I feel as though I'm an abstract construct.
With little grounding or meaning.
As though the world is moving through me, instead of me moving through it.
As though I were a pedestrian on my own roads, and not the lawmaker of my own city.

I feel as though I'm unfit to access interpersonal connection, as there is no accessable person to truly connect them with. As though I'm joining wires in a control room with the electricity cut.
As though I'm watching a visitor enter an empty house across the street, instead of my own, after I pointed them to it.

I feel as though my mind is full but my body empty, uninhabitable, rent too high.
Empty rooms like hosts for tenants who I care for quietly in the night and never eat with.
They all want to leave and my service is shoddy and confusing.
There isn't enough room but there's far too much.
I feel as though even those closest too me can't fill me up.
As though I'm searching for someone, something, that will.

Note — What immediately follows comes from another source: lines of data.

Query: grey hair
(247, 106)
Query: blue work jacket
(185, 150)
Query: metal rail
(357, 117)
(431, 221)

I feel as though my life drags itself along by its toes, and I lose my hearing more and more each day. Its as though everything I understood has become a mixed metaphor and moved seats and it's eroding and destroying me in a way only the spiteful can destroy.
I am the villain I am the protagonist but it is not my book and I don't know the author, nevermind trust them.
And I feel as though I'm holding on for deer life as the plot progresses, and I feel as though I don't like where it's going.